If you use video commercials to promote products, be sure to keep in mind these tips:
(1) Show the product or client in use, solving a problem for a user.
NOT just "show the product".
NOT just "show the product in use".
NOT "show happy people fondling or dancing around the product".
NOT "show yourself talking about the product".
NOT "show a customer raving about the product".
NOT "show the client talking about his product or services".
NOT "show other authorities raving about the client or product".
NOT "show employees raving about the product, customers, or service".
(2) Imaginatively dramatize the product's Unique Selling Proposition (USP).
Demonstrate and prove visually what it is that makes this product different, better, easier, faster, sturdier, more fashionable, more cost-effective, more affordable, more in keeping with the user's self-image or lifestyle.

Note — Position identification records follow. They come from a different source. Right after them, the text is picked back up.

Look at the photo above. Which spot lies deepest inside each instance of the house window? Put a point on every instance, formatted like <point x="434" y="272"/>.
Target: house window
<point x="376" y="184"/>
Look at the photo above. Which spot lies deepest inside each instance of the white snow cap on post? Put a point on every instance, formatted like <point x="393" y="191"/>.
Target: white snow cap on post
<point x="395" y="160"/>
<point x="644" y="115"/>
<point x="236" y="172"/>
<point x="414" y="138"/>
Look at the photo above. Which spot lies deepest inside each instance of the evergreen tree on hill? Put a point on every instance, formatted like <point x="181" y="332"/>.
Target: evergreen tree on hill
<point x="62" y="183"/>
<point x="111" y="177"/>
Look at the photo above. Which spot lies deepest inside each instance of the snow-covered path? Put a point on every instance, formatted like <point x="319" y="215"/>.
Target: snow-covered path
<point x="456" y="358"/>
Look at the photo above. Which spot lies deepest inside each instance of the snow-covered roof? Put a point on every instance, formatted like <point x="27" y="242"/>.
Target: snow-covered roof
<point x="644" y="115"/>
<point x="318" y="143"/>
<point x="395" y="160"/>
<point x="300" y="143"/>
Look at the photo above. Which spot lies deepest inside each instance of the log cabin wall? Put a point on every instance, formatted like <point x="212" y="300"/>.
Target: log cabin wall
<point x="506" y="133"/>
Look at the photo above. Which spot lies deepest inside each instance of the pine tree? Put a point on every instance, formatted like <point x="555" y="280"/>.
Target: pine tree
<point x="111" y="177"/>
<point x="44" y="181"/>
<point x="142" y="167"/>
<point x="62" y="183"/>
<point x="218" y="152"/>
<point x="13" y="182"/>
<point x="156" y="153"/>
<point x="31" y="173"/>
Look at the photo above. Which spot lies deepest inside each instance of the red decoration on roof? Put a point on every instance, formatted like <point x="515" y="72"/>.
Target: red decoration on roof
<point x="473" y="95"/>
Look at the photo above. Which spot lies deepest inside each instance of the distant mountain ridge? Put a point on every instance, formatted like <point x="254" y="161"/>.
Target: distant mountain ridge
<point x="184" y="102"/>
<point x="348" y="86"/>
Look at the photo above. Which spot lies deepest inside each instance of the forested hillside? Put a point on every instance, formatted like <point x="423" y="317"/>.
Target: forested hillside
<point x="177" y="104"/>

Rosser Reeves, in his book Reality in Advertising, p. 46 - 49 defines the USP, a concept developed by Ted Bates & Company in the 1940s and more relevant today than it ever was. A product's USP is a clear and real user benefit, that will appeal to the masses, and that your competitors either have not claimed, or, even better, cannot claim about their product.
Help the customer decide if this product is right for them. Accurately, modestly, and sincerely convey the results your audience wants to achieve: save money, look pretty, lose weight, save time, do something with less effort.
Present the product's distinct features and coveted benefits, but do it in an entertaining, enlightening, and memorable manner.
NOT "repeatedly hype the benefits of the product".
NOT "push people to order the product".
NOT "make emotional, hysterical, high pressure sales points about the product."
NOT "bully people into buying the product".
NOT "trick people into buying the product".
NOT "annoy people with constant sales pitches for the product".
NOT "announce: here's what we offer, how much can we sell you today?"
(3) Have someone interview your engineers or CEO ... focusing on how your product solves customer problems ... that you understand better than your competitors do.
NOT "interview the CEO about how great his or her company is."
NOT "interview the engineer about how much he loves working at your company."
NOT "interview actors who pretend to be satisfied users of your products."
NOT "interview celebrities who pretend to use and love your products."
NOT "interview the CEO about how much he or she loves the products."
NOT "interview colleagues who rave about your company, because you're going to reciprocate and rave about theirs."